The ecosystem includes wallets, DEXs, NFT marketplaces, mining pools, and stablecoins—offering a comprehensive view of what a Move-based blockchain ecosystem can achieve.
Take Starswap, an AMM-based DEX built natively in Move. It currently holds $800K in TVL, supports trading among five assets—WEN, FAI, XUSDT, STAR, and STC—and enables cross-chain bridging for additional assets, serving as a starting point for Move’s financial ecosystem.

Within DeFi, native on-chain assets receive seamless support via the over-collateralized stablecoin FAI, which can be minted by staking STC or ETH—providing a decentralized alternative to increasingly centralized stablecoins like USDC and strengthening the Move ecosystem.
Off-chain, Starcoin has partnered deeply with OneKey hardware wallet, now supporting Starcoin dApps.
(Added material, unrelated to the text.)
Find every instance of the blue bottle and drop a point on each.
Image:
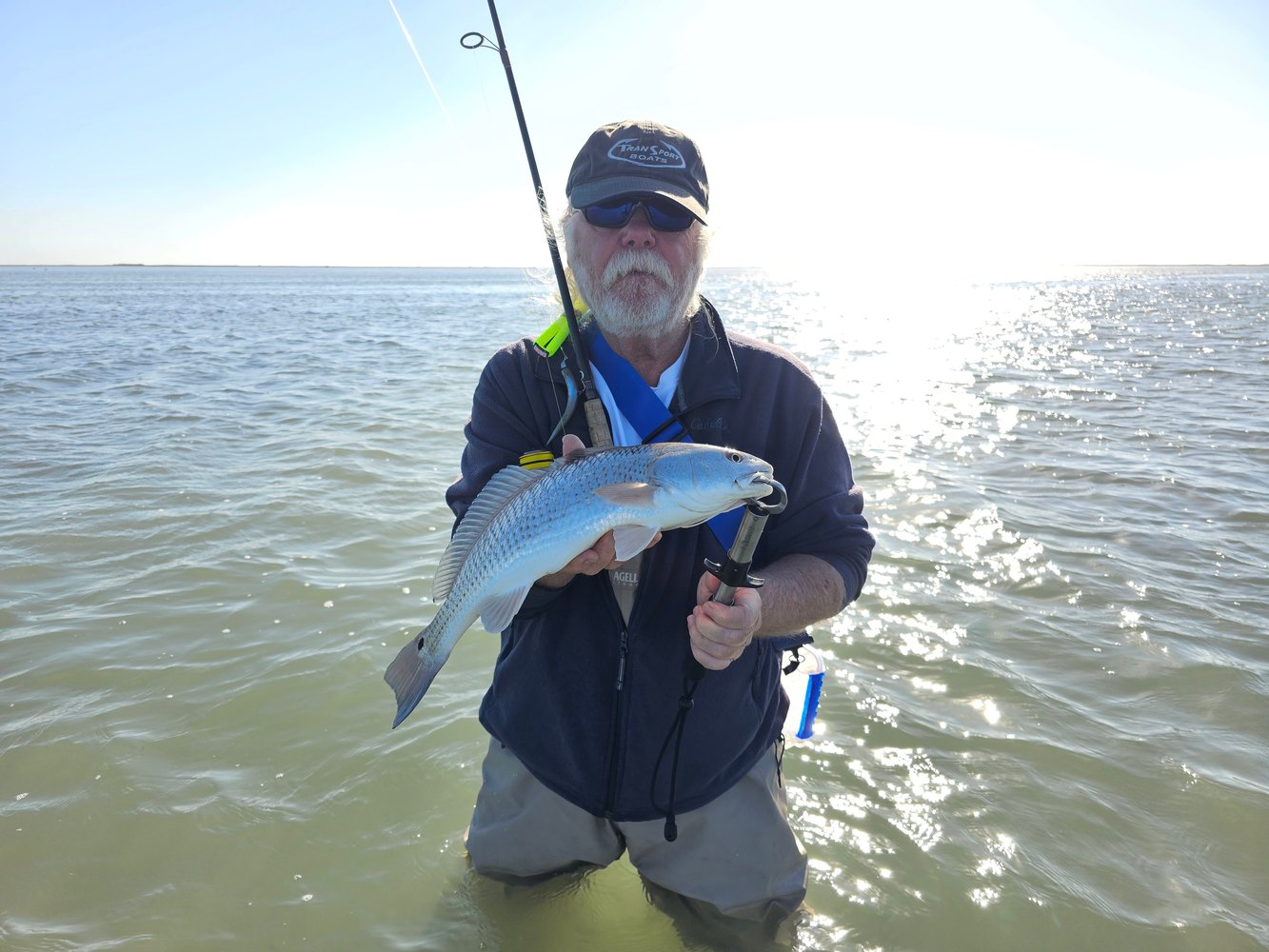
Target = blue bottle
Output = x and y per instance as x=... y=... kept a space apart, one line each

From software to hardware, Move ensures on-chain asset security while hardware wallets safeguard physical assets.
Beyond DeFi, Starcoin is actively developing NFT and metaverse initiatives. Unlike Ethereum’s high fees and latency, Kiko Verse—built on Move—is a trendy metaverse platform integrating NFTs, tokenomics, and meme culture.
While DeFi demands low latency, metaverse platforms require high-load capacity. Thanks to Move and Starcoin’s support, Kiko Verse seamlessly integrates Game/NFT/DeFi functionalities, becoming a gateway to our future digital lives.

Conclusion and Outlook
The Move ecosystem is still in its early stages. On one hand, Move demonstrates clear technical advantages and immense potential in design and functionality. On the other hand, compared to the mature EVM ecosystem, Move-based projects remain nascent. The beauty of blockchain lies in its limitless possibilities and inclusivity—anyone can participate. For developers and early adopters eager to explore new frontiers, Move represents an unmissable opportunity in 2023.